Come January many of us sign up to the gym, stick rigidly to a new diet and happily see the results of our efforts with a decrease on the scale. During those first few weeks it all seems so… effortless. Your motivation is high and your risk of succumbing to temptation is low.
Once February rolls around though, that can all change. Suddenly, what once seemed so easy, now seems like an uphill struggle, and not the calorie burning kind.
Instead, you’ve hit a bit of a plateau and what was once working down the gym no longer is.

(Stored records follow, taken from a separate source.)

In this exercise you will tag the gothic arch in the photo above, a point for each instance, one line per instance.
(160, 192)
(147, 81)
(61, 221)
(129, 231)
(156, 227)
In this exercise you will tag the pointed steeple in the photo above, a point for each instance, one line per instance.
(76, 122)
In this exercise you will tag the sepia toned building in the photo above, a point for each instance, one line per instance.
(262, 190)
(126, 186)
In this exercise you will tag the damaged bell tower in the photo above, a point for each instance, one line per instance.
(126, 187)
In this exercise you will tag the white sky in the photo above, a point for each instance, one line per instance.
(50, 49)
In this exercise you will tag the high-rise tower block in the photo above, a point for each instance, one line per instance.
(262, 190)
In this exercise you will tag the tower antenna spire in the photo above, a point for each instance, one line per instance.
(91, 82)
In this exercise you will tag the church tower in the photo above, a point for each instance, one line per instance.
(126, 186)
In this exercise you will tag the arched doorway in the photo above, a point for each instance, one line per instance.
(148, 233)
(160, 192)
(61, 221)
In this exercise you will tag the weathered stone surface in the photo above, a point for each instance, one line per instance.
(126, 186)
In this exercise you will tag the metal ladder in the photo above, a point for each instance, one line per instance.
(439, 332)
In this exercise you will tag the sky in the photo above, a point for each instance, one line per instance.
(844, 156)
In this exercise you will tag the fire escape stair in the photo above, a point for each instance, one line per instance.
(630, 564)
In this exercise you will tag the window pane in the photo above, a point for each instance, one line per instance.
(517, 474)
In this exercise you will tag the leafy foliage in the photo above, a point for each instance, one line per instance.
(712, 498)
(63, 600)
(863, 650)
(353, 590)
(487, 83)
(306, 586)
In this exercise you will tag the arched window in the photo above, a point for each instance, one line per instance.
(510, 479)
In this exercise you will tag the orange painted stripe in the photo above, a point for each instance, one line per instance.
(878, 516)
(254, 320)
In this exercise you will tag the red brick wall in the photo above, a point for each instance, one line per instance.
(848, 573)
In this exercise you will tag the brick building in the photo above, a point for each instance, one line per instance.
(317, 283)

You’re still eating right and working out hella hard, so what gives?
Here are three could-be culprits.
First up, according to personal trainer Max Bridger sticking to lifting light weights at higher reps is a surefire way to stall your progress.
Basically, you need to be lifting heavier with a shorter rep range to achieve something called hypertrophy, one of the fastest ways of changing your body composition. In layman’s terms that just means lifting heavier to promote tears in your muscle fibers, that then repair and rebuild.
That doesn’t mean you’ve to attempt to lift your whole body weight though. No, Max tells Cosmo UK that the perfect routine will switch between light, moderate and heavy weights week to week as well as changing up the number of reps you’re performing.
Another problem? Avoiding bigger weighted exercises like squats and deadlifts apparently.
According to Max “These exercises burn the most calories, engage the most muscle groups, test the core and more effectively shape the glutes compared to other exercises such as donkey kicks, squat jumps and band walks.”
That’s why you’ll want to incorporate them into your routine every single week being sure to consistently lift heavier as you go.
If you reckon neither of those two issues are responsible for your plateau, relying solely on HIIT cardio could be to blame.
Speaking to Stellar.ie, Nike Global Trainer Jos Thompson explained that HIIT is great but it might not be the key to long-term success.
“To a certain degree it does get you results but because those results come so quickly people were doing too much of it, too often, to try and get more results quicker,” says Jos. “What happens is that you end up over-training, or under-recovering. Some people were getting sick or injured. When you’re under-recovered you actually can lose motivation. For example, even a group of girls that I was training, one of them was like, ‘I can’t push in the sessions, I wake up feeling depressed.’ She was just doing too much.”
Basically, how you rest and recover is just as important as the work you put in during a session, so if you’ve noticed your progress slowing look to your nutrition and training plans first and foremost, and then check to make sure you’re not overdoing it.
Remember, we all need a couch day every once in a while.